Rapidly increasing national coverage of ITNs is central to Malawi's strategy of malaria control [8]. The challenge is in finding a distribution model that would ensure high and equitable ownership of ITNs. In Malawi, ITNs are distributed through the social marketing program. By definition, social marketing discriminates against the poor who may not have disposable income needed to afford health products [9]. Not surprisingly, by 2004, only 24% of households in the lowest socio-economic quintile (poorest) had ITNs compared to 71% in the least poor quintile. Alternative distribution methods are therefore urgently needed if Malawi is to scale up ITNs for impact, especially amongst the very poor. Because surveys have shown that poverty is the main reason for not owning an ITN [10], future distribution methods should include free distribution of ITNs at least to the vulnerable groups, including the very poor. There is evidence to show that targeted free distribution of ITNs is equitable. In Ghana, overall household ITN ownership increased from 4.4 percent to 94.4 percent when free distribution of ITNs was linked to a measles campaign with households in the poorest quintile achieving a post-campaign coverage ten times higher than the pre-campaign coverage of households in the wealthiest quintile [11]. Distribution of 100% subsidized ITNs to pregnant women and under-five children could also be linked antenatal and Expanded Program on Immunization (EPI) services. In fact, free distribution through antenatal clinics has been shown to be a simple, cheap and equitable approach to delivering ITNs to pregnant women [12]. However, more operational research is required to assess the feasibility of linking ITN distribution to routine EPI services.

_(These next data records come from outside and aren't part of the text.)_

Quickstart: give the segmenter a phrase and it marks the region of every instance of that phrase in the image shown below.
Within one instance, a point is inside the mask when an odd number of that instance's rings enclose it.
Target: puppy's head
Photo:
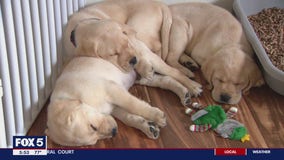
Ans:
[[[75,54],[103,58],[124,72],[137,63],[137,53],[129,42],[135,31],[112,20],[85,21],[72,33]]]
[[[57,100],[48,106],[46,135],[64,146],[93,145],[113,137],[117,124],[112,116],[96,112],[76,100]]]
[[[202,72],[215,101],[236,104],[242,93],[264,83],[254,60],[238,47],[224,47],[208,58]]]

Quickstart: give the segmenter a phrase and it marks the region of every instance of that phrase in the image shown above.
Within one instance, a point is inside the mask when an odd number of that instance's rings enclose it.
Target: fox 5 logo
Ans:
[[[13,149],[46,149],[46,136],[14,136]]]

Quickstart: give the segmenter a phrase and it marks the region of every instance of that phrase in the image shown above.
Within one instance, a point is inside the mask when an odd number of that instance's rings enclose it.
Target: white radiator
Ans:
[[[62,67],[68,16],[85,0],[0,1],[0,147],[25,135]],[[45,125],[45,124],[43,124]]]

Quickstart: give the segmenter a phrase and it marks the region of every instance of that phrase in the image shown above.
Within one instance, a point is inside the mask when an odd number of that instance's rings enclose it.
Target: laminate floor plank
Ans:
[[[204,88],[200,97],[192,98],[204,106],[218,104],[206,89],[206,82],[200,73],[196,80]],[[79,148],[283,148],[284,147],[284,96],[272,91],[267,85],[253,88],[237,105],[222,105],[225,110],[238,108],[235,119],[243,123],[250,134],[250,141],[242,143],[221,138],[214,131],[191,132],[190,116],[184,113],[179,98],[172,92],[160,88],[135,85],[130,93],[163,110],[167,126],[161,128],[157,140],[147,138],[141,131],[128,127],[117,120],[118,134],[111,139],[100,140],[96,145]],[[47,107],[39,114],[28,135],[44,135]],[[48,139],[48,148],[64,148]],[[68,147],[67,147],[68,148]],[[74,148],[74,147],[71,147]]]

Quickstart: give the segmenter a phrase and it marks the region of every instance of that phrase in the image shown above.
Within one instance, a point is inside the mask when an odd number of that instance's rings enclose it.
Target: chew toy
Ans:
[[[244,125],[234,119],[238,109],[231,107],[227,113],[218,105],[207,106],[191,116],[193,125],[189,129],[193,132],[205,132],[213,129],[223,138],[231,140],[249,141],[250,136]]]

Other observers have called for the free distribution of ITNs amongst the poorest of the poor. Unfortunately, proxies for the identification of the poorest of the poor are difficult to define under operational settings and have not been defined in Malawi. In our view, free distribution of ITNs should focus on the already identifiable vulnerable populations: pregnant women and children under five years of age. Only when very high coverage and equity is achieved in these groups, will the burden of malaria morbidity and mortality be significantly reduced.
In 2000, only 17% of children with fever were promptly treated (within 24 hours) with an effective antimalarial drug. About 60% of all the fevers were managed at home with drugs bought at pharmacies or local shops. Although there was no income related inequality across the wealth quintiles both in prompt treatment and home management of fever, the least poor group were more likely to have treated fever in children with an effective antimalaria drug than the poorest group. These statistics are more worrying because untreated or delayed treatment of falciparum malaria contributes both directly and indirectly to the death of non-immune individuals, sometimes within hours of the onset of symptoms [13]. The lack of inequality could be attributed to the fact that in 2000, the effective antimalarial drug (SP) in Malawi was locally manufactured and widely accessible at a minimal fee. However, the Government of Malawi is now changing its treatment policy to an artemisin-based combination therapy which will require visits to a health center and if available in local shops or pharmacies will be prohibitively expensive. With this new policy, it's more likely that income related inequalities will hinder access to effective treatment by the poor. It is important therefore that new distribution methods, which deliberately target the poor, be put in place to counter these potential inequalities. One such method could involve the empowerment community health workers to distribute effective treatment at community level, a method that has been proven to significantly reduce malaria morbidity and mortality in children, and to increase equity in access [14, 15]. However, the establishment of such a distribution method would depend on the cost implication of the program to the country. It is our view though that a drug policy which fails to address equity issues will lead to increased malaria morbidity and mortality.
In 2000, only 29% of pregnant women had received the recommended two doses or more of SP/Fansidar during the last pregnancy. Although there was no income related inequalities across the wealth quintiles, this figure is well below the Abuja recommendation of 60% of pregnant women using IPT. In Malawi, barriers to increasing IPT include inadequate knowledge or confusion among health staff regarding the proper timing of the second dose of SP, stock shortages of SP at health facilities and apprehension among pregnant women to take SP [16]. To avoid the confusion as to when to administer the second dose, IPT could be given at every antenatal contact with the pregnant woman. To date there is no evidence that shows that women who receive more than two doses of SP have an increased adverse drug reactions or increased number of adverse pregnancy outcomes than those on the recommended two doses [17]. In the event that a combination therapy is recommended to replace SP for IPT, then further research on the effective distribution channels to ensure equitable access to IPT will be needed. The lack of inequalities in IPT could be explained by the fact that in Malawi, antenatal attendance is very high across all socioeconomic quintiles, providing a great opportunity to reach all pregnant women with IPT.